Nous sommes jeudi 11 mars 2021, une information de première main crève l’audimat des chaînes de télévision nationales. Rarement l’exécutif aura été aussi attractif. Et pourtant, le sujet est régulièrement abordé, images pertinentes à l’appui. Des tonnes de cannabis ; kif pour les intimes, récemment ou pas du tout traitées ; fraîchement saisies sont exposées à notre regard pas vraiment surpris. Nos collègues sur un support plus prompt à des « premières » fracassantes, auraient-ils raté leur coup cette fois-ci ! Pas du tout.
De facto, un nouveau statut socio-économique pour le cannabis était déjà dans le pipe. Incroyable mais vrai, il s’agit bel et bien de la dépénalisation de sa culture et de son usage. Ledit statut avait commencé à prendre forme. Il avait même été juridiquement installé dans les esprits lors de ce Conseil de gouvernement pas comme les autres. Dépénalisation, le terme en lui-même fait florès ; pas par son utilisation à l’extrême, mais plutôt par son rejet sémiologique. En première lecture, dépénalisation renvoie à une déperdition juridique. Une clarification était nécessaire. Il n’est pas question de confondre dépénalisation et absence de réglementation ; mais de susciter un produit désormais légal pour des raisons essentiellement thérapeutiques.
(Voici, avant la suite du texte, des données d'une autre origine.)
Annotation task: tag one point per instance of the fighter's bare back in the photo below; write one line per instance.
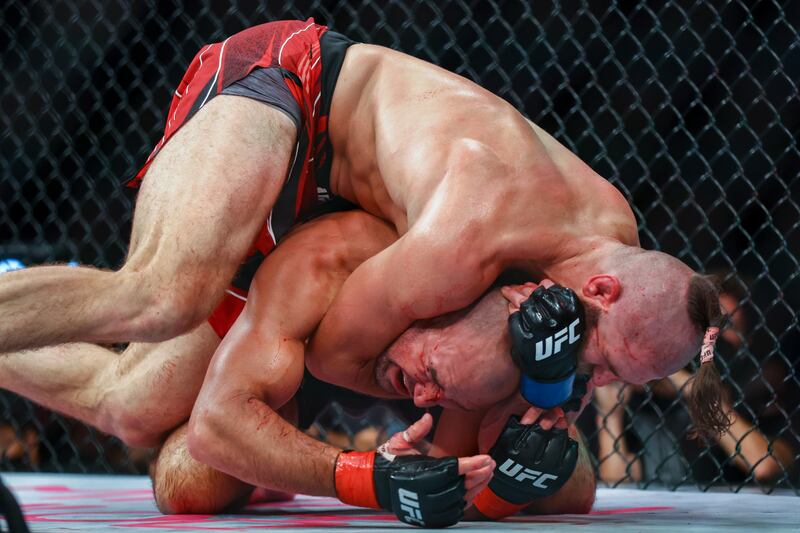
(471, 186)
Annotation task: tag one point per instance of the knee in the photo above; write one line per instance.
(156, 308)
(134, 430)
(184, 486)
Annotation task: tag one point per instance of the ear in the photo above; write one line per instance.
(603, 289)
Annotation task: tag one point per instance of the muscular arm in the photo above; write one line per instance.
(259, 365)
(420, 276)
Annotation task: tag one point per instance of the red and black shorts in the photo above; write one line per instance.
(291, 66)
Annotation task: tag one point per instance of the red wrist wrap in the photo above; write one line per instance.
(493, 506)
(354, 480)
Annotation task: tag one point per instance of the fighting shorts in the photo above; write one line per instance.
(291, 66)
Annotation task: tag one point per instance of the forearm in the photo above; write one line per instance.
(67, 378)
(48, 305)
(248, 440)
(577, 495)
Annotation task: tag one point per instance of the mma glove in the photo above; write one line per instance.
(546, 336)
(531, 463)
(419, 490)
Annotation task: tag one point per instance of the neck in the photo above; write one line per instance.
(581, 259)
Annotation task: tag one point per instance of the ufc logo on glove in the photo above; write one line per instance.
(409, 504)
(544, 347)
(520, 473)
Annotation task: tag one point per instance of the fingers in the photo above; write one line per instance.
(476, 481)
(477, 472)
(418, 430)
(531, 416)
(476, 462)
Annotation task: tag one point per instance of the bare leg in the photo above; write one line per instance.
(203, 200)
(137, 395)
(182, 485)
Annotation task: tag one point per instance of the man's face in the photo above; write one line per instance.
(616, 351)
(459, 361)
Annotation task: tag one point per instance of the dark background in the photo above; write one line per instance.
(690, 108)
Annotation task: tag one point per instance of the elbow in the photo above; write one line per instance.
(203, 438)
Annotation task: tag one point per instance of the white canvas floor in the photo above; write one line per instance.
(85, 503)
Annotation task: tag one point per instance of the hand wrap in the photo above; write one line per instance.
(546, 336)
(531, 463)
(419, 490)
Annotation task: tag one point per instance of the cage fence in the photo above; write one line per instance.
(689, 107)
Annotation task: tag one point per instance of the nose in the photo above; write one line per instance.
(425, 394)
(602, 377)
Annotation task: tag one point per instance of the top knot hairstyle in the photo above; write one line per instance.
(707, 398)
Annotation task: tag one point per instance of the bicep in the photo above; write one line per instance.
(416, 277)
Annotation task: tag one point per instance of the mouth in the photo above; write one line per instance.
(398, 380)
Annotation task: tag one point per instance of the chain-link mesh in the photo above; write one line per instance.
(689, 107)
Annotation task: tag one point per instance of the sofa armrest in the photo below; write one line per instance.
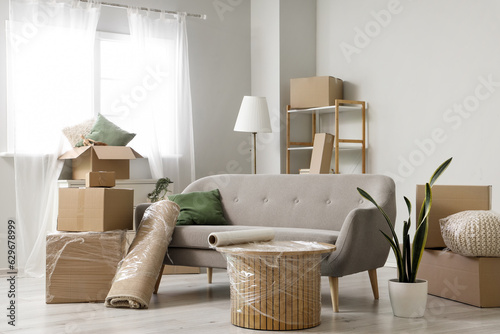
(139, 212)
(360, 245)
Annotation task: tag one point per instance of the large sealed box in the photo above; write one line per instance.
(101, 158)
(80, 266)
(322, 153)
(447, 200)
(315, 91)
(470, 280)
(95, 209)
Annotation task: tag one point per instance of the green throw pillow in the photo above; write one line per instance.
(200, 208)
(109, 133)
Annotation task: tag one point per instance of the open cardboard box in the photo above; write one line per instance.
(470, 280)
(95, 209)
(315, 91)
(101, 158)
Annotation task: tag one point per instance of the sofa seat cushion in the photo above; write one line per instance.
(196, 236)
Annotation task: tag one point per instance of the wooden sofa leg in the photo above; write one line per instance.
(334, 292)
(209, 275)
(373, 280)
(158, 280)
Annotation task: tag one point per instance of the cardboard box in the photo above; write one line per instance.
(447, 200)
(101, 158)
(100, 179)
(80, 266)
(95, 209)
(470, 280)
(322, 153)
(315, 91)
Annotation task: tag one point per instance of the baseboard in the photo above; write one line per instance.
(7, 272)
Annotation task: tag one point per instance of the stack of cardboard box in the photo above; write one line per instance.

Produire du cannabis, en faire un objet de commerce ou le consommer, n’est plus cet acte illégal, qui plus est médicalement nocif, au regard de la loi.
Quoiqu’on veuille utiliser l’indépendance du pays comme ligne de séparation entre l’avant et l’après kif tolérée ou rejetée, cette ligne était plus virtuelle que réelle. Le cannabis a connu une continuité par-delà l’indépendance. Dans l’euphorie de la décolonisation politique et de la moralisation de la vie publique, le kif a été un peu plus pourchassé durant les années 50 ; une tendance réaffirmée par l’interdiction absolue des drogues en 1974. Lorsqu’on remonte l’histoire du kif, on en revient à ce 19ème siècle d’un Maroc ouvert aux quatre vents. Une époque où la consommation du kif était un signe d’ouverture sur le dos des colonisés ainsi contaminés. En 1890, un fait attire l’attention des autorités coloniales ; une poignée de hameaux appelée Ketama, dans le Rif est autorisée à développer sa culture du kif. Ceci pour dire que tout est sous pesé, jugé à travers la vision d’une mentalité rifaine un peu plus particulière que les autres. La visite du sultan Moulay Hassan 1er en 1887 dans le Rif n’y a pas échappé. Sa tolérance à l’égard de la culture du kif a été perçue comme un « droit » historique inaliénable. En 1906, la régie marocaine des kif et tabac, à capital français, reprend le monopole du cannabis dans le pays. Le même sentiment d’une différence de culture et de politique continue d’animer à ce jour-là la vie politique des villes et montagnes du Rif. L’exploitation de la culture et de la consommation continue a meublé un factuel à usages multiples. Opérant un saut de puces dans la gouvernance du monde, les Nations unies ont reconnu, le 8 décembre 2020, l’utilité thérapeutique du Cannabis. Deux facteurs majeurs alimentent ce débat très vif : Primo, la culture du Kif par des milliers de familles qui en vivent. Secondu, les sommes colossales générées par le commerce du Cannabis. Un état de fait qui traverse des générations. Ce n’est plus un secret de polichinelle, le commerce du Cannabis rapporte gros. Il se chiffre par centaines de milliards de dirhams et quasiment autant de devises fortes. Il est difficile de cracher dans une soupe à portée de mains. L’argument médical passe par pertes et profits. Le réalisme socio-économique prend le dessus. La population du Rif gagne une bataille économique à grande connotation politique. Bien auparavant, l’usage médical du Cannabis était placé au-devant des risques d’accoutumance. La raison sociale et le réalisme économique ont pris la priorité devant des considérations politiques peu enviables.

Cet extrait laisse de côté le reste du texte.